Giter Site home page Giter Site logo

cloudopss / azure-storage-fuse Goto Github PK

View Code? Open in Web Editor NEW

This project forked from azure/azure-storage-fuse

0.0 1.0 0.0 2.92 MB

A virtual file system adapter for Azure Blob storage

License: MIT License

CMake 0.58% C++ 95.73% C 0.04% Makefile 0.02% Shell 0.31% Python 2.39% Go 0.94%

azure-storage-fuse's Introduction

blobfuse

About

blobfuse is an open source project developed to provide a virtual filesystem backed by the Azure Blob storage. It uses the libfuse open source library to communicate with the Linux FUSE kernel module, and implements the filesystem operations using the Azure Storage Blob REST APIs.
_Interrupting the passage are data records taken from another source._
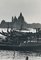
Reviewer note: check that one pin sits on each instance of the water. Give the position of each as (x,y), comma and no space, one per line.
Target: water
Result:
(17,55)
(9,55)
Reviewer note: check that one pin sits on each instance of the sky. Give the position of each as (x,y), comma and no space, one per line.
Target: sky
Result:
(31,10)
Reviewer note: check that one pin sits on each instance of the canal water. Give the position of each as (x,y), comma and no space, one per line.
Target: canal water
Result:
(19,55)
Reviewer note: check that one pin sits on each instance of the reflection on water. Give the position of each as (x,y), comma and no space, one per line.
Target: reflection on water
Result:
(10,55)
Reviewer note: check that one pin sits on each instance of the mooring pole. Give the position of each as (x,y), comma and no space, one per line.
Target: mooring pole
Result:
(27,58)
Blobfuse is stable, and is supported by Azure Storage given that it is used within its limits documented here. Please submit an issue here for any issues/requests/questions.

Features

  • Mount a Blob storage container on Linux
  • Basic file system operations such as mkdir, opendir, readdir, rmdir, open, read, create, write, close, unlink, truncate, stat, rename
  • Local cache to improve subsequent access times
  • Parallel download and upload features for fast access to large blobs
  • Allows multiple nodes to mount the same container for read-only scenarios.

Installation

You can install blobfuse from the Linux Software Repository for Microsoft products. The process is explained in the blobfuse installation page. Alternatively, you can clone this repository, install the dependencies (fuse, libcurl, gcrypt and GnuTLS) and build from source code. See details in the wiki.

Usage

Mounting

Once you have installed blobfuse, configure your account credentials either in the template provided in blobfuse folder (connection.cfg), or in the environment variables. For brevity, let's use the following environment variables for authentication using account name and key:

export AZURE_STORAGE_ACCOUNT=myaccountname
export AZURE_STORAGE_ACCESS_KEY=myaccountkey

Use of a high performance disk, or ramdisk for the local cache is recommended. In Azure VMs, this is the ephemeral disk which is mounted on /mnt in Ubuntu, and /mnt/resource in RHEL. Please make sure that your user has write access to this location. If not, create and chown to your user.

mkdir -p /mnt/blobfusetmp
chown <myuser> /mnt/blobfusetmp

Create your mountpoint (mkdir /path/to/mount) and mount a Blob container (must already exist) with blobfuse:

blobfuse /path/to/mount --container-name=mycontainer --tmp-path=/mnt/blobfusetmp

NOTE Use absolute paths for directory paths in the command. Relative, and shortcut paths (~/) do not work.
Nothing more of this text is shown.